After explaining the process of animal decomposition, and describing the various modes of disposing of the dead between which it is necessary to choose, the writer went on to insist that our present mode of burial is certainly injurious to health either now or in the future, and constitutes in reality a social sin of no small magnitude. A curious aspect of this question was brought to light by the mention of the large annual importation of bones for manuring the soil, while we bury a vast quantity of human bones annually, too deep in the earth to be useful agriculturally. The evils of burial customs and expenditure were also dwelt upon, and then the new, yet old plan of cremation was advocated, practically following nature’s indication, and hastening the process so as to make it safe, without unpleasantness. It was suggested that funeral rites could be most appropriately associated with cremation. “Ashes to ashes, dust to dust” would express a literal and evident fact. The condition of many churchyards, past and present, has given conclusive evidence that the present mode of burial consigns moist remains to water or damp, and generates loathsome effluvia, too often causing severe disease in those living near.

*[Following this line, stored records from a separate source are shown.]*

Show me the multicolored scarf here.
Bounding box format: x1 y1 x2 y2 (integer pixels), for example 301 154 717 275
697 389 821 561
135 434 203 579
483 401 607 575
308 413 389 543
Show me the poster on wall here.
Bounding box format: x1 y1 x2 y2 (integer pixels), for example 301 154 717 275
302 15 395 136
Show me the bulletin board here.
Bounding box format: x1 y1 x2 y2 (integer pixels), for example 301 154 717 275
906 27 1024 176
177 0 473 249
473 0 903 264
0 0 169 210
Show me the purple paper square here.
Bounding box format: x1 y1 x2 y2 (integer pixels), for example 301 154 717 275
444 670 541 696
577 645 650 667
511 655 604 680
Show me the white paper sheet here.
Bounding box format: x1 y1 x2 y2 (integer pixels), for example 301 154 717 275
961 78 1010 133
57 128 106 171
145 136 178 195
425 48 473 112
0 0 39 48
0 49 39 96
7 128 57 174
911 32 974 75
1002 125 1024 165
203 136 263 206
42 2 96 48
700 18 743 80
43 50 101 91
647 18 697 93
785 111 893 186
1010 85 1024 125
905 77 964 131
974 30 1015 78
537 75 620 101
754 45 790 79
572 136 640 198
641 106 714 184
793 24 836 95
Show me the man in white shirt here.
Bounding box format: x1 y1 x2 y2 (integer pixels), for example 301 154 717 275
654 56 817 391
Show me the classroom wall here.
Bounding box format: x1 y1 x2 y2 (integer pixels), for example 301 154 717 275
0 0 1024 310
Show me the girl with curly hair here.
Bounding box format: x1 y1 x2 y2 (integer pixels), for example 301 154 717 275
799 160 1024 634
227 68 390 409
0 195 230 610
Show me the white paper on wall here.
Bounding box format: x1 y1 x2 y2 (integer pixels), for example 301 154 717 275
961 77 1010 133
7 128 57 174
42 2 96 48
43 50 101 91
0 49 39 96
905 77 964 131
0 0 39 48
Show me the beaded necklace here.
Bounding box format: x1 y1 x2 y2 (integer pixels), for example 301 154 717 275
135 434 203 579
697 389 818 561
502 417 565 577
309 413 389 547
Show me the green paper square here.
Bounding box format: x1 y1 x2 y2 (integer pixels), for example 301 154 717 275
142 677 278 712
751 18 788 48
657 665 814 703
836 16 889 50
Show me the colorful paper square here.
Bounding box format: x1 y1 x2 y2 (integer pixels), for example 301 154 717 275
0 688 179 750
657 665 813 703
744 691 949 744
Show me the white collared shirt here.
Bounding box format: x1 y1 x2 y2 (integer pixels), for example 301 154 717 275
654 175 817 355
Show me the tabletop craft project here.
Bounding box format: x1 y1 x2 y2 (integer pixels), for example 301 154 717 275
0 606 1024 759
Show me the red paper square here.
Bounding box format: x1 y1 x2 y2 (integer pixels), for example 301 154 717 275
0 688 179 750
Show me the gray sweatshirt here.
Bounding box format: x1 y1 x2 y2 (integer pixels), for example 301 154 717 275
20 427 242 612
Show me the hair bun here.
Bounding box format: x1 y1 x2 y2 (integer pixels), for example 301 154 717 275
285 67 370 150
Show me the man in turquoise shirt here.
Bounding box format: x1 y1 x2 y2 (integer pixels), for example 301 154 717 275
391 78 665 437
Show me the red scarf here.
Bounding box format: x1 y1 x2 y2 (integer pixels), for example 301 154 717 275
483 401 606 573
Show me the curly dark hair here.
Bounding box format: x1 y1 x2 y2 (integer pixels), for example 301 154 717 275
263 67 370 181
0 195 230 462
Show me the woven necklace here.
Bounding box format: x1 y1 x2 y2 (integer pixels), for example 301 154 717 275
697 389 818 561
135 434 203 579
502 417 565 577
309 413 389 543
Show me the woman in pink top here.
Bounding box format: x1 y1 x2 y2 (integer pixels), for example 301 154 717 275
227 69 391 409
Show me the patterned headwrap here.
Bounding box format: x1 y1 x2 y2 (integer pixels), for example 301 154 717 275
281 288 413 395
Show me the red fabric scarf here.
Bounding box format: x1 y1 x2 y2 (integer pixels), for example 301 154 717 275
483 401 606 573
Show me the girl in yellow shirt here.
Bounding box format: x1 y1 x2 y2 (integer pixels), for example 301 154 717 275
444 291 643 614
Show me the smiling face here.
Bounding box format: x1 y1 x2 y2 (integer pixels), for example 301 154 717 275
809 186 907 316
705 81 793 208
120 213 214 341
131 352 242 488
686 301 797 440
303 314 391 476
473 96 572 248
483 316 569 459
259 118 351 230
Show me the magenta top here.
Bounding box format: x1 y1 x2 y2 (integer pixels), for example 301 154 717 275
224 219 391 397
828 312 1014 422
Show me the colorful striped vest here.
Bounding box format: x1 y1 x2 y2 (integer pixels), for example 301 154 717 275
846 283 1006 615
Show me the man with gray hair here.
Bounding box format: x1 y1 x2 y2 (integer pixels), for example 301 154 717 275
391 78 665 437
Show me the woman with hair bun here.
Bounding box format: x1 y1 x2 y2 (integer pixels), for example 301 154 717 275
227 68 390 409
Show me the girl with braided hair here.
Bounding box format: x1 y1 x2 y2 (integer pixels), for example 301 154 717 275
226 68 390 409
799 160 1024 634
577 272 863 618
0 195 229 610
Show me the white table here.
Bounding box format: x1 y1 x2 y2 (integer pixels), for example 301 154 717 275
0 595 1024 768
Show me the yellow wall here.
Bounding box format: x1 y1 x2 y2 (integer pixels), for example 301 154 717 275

This subject is still one of controversy, though it has emerged into “practical politics” by reason of a decision by Mr. Justice Stephen that cremation is not illegal under the present law. Sir Henry Thompson continues his vigorous efforts in favour of cremation.

Sir Henry has also distinguished himself as an advocate for great moderation and even total abstinence in the use of intoxicating liquors, stating that without them he can do his work better and with more zest, and that his constitution has improved under abstinence. Among his lighter works, “Food and Feeding” is pleasant and popular; while a still later display of varied literary tastes is seen in a medical novel, “Charley Kingston’s Aunt,” published under the pseudonym of Pen Oliver.

The artistic tastes and attainments of Sir Henry Thompson are well known. He studied painting under Elmore and Alma Tadema, and has frequently exhibited at the Royal Academy. He has a very fine collection of blue and white Nankin china, of which a quarto catalogue has been published.